Puri, se tchigou às COUSAS, beio pur'um magosto ou um bilhó, pur'um azedo ou um butelo, ou pur um cibinho d'izco d'adobo. Se calha, tamém ai irbanços, tchítcharos, repolgas, um carólo e ua pinga. As COUSAS num le dão c'o colheroto nim c'ua cajata nim cu'as estanazes. Num alomba ua lostra nim um biqueiro nas gâmbias. Sêmos um tantinho 'stoubados, às bezes 'spritados, tchotchos e lapouços. S'aqui bem num fica sim us arraiolos ou u meringalho. Nim apanha almorródias nim galiqueira. « - Andadi, Amigo! Trai ua nabalha, assenta-te nu motcho e incerta ó pão. Falemus e bubemus um copo até canearmos e nus pintcharmus pró lado! Nas COUSAS num se fica cum larota, nim sede nim couractcho d'ideias» SEJA BEM-VINDO AO MUNDO DAS COUSAS. COUSAS MACEDENSES E TRANSMONTANAS, RECORDAÇÕES, UM PEDAÇO DE UM REINO MARAVILHOSO E UMA AMÁLGAMA DE IDEIAS. CONTAMOS COM AS SUAS : cousasdemacedo@gmail.com



sexta-feira, 9 de dezembro de 2011

Ventos de mudança



O irrevogável apelo das pedras, de sempre sentido, retorno a materno ventre, afago do âmnio, como se necessitasse a alma  de permanente polimento. Talvez incremente o brilho ou seja a luz ocultada por escuro túnel, saberão os deuses descarnar o porvir... Rasguem-se folhas de anciã sapiência, já o afirmam os antigos, quem muda Deus ajuda... É um analgésico dos desconfortos da fadiga, cataplasma que aplaca as dores da distância, é o futuro já ali ao lado, ao virar de arredondadas esquinas do Marão. Trás-os-Montes entranha-se, paradoxos de ópio injectado sem prévia massagem, sente-se apenas a picada da essência, e gosta-se, gosta-se, gosta-se e gosta-se. Depois, bem... Depois fica a léxica destreza amputada, insondáveis dicionários que abarquem tamanho acervo de cousas sentidas. Este sentir não se decifra, sinonímia ausente, volatilização dos signos, ou, proezas tamanhas, talvez seja o inacabado retrato de universal linguajar, simultaneamente entendível e indecifrável. É uma doença sem desagradáveis sintomas para lá da saudade, terapêutica esboçada a divinização das pedras, a veneração do xisto, a endeusamento da terra.
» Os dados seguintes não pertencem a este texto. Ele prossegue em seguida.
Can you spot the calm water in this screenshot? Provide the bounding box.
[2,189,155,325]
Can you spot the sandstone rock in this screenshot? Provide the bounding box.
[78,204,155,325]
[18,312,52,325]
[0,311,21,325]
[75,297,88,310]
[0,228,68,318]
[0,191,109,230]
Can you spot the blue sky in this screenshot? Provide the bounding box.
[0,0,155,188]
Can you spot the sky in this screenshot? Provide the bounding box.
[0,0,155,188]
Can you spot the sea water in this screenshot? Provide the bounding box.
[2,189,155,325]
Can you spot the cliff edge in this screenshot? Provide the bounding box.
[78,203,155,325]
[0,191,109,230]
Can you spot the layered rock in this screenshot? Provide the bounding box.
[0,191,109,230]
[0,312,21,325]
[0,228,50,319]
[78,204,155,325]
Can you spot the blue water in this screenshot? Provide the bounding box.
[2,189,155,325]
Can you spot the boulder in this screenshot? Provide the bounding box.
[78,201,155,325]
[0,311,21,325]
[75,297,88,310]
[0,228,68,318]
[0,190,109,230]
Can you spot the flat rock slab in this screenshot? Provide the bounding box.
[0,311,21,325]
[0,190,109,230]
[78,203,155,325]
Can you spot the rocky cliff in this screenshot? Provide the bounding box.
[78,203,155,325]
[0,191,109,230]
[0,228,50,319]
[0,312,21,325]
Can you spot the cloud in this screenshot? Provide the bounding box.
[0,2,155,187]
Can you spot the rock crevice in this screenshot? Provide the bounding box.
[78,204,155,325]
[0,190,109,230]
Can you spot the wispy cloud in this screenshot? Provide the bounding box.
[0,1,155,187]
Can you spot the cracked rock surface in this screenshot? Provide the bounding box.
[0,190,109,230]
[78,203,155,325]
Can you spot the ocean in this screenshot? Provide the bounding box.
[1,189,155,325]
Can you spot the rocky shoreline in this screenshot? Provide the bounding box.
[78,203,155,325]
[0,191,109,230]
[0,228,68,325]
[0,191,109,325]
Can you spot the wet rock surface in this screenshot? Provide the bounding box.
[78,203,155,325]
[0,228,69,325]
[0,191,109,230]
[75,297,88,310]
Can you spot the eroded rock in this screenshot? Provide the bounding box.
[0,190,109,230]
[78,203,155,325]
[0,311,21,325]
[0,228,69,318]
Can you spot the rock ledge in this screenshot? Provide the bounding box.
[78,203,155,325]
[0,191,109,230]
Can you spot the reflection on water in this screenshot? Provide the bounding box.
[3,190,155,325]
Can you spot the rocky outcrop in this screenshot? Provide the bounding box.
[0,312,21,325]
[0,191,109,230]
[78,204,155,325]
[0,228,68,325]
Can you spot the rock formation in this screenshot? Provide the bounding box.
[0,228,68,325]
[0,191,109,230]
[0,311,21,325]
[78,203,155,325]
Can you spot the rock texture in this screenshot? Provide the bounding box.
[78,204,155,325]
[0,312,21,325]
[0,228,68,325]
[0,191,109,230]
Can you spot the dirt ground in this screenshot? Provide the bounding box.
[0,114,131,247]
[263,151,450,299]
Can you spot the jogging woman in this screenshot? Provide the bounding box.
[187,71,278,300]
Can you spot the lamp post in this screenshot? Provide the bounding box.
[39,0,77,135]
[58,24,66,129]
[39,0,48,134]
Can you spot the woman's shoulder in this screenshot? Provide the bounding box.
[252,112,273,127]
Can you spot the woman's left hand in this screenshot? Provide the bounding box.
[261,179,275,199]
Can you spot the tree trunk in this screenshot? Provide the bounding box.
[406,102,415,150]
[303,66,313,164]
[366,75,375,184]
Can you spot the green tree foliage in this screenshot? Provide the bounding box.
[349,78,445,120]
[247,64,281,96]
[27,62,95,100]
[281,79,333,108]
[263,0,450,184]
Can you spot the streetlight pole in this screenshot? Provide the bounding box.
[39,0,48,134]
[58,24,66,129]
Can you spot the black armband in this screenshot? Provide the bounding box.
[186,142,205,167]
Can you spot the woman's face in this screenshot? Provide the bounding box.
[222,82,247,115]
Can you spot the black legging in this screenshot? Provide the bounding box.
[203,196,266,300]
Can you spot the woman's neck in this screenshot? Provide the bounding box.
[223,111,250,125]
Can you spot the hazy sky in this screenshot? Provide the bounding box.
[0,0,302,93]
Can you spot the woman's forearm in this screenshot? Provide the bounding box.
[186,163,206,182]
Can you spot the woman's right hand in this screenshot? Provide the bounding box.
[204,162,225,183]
Trás-os-Montes é um santuário de altares muitos, fusões de céu e serra, fado entoado a estranhos acordes de parelhas da memória, algazarras do silêncio, paz soçobrada pelo encantamento dos sentidos. É o êxtase, se tal existe, peles vincadas a agrestia, faces enrugadas pelo estio, despudor do tempo, marcas de arados de gelo e neve, e o paraíso, meu Deus, o paraíso! Escondido atrás de montes, ocultado por detrás de giestal do esquecimento, arredado da ribalta das luzes, quase omisso de turísticos roteiros. Para alguns é o chamamento de pétro útero, sonata ao luar, composição de inaudíveis sons que adoçam os tímpanos, peças de um teatro dos sonhos. Há certos vícios que não se explicam, gritam-se, espalham-se através da brisa das coisas simples, navegações sem alísios ventos ao sabor das marés do orgulho. Não sei o que sentiria se fosse súbdito de outro Reino que não o Maravilhoso. Mas sei o que sinto por ser filho das pedras, enteado do Azibo, bastardo de Bornes. É a intransmissível genética do xisto, carregada numa qualquer translocação que constrangeu a orquestra a tocar uma afinada sinfonia de ventos de mudança. A menina dança?...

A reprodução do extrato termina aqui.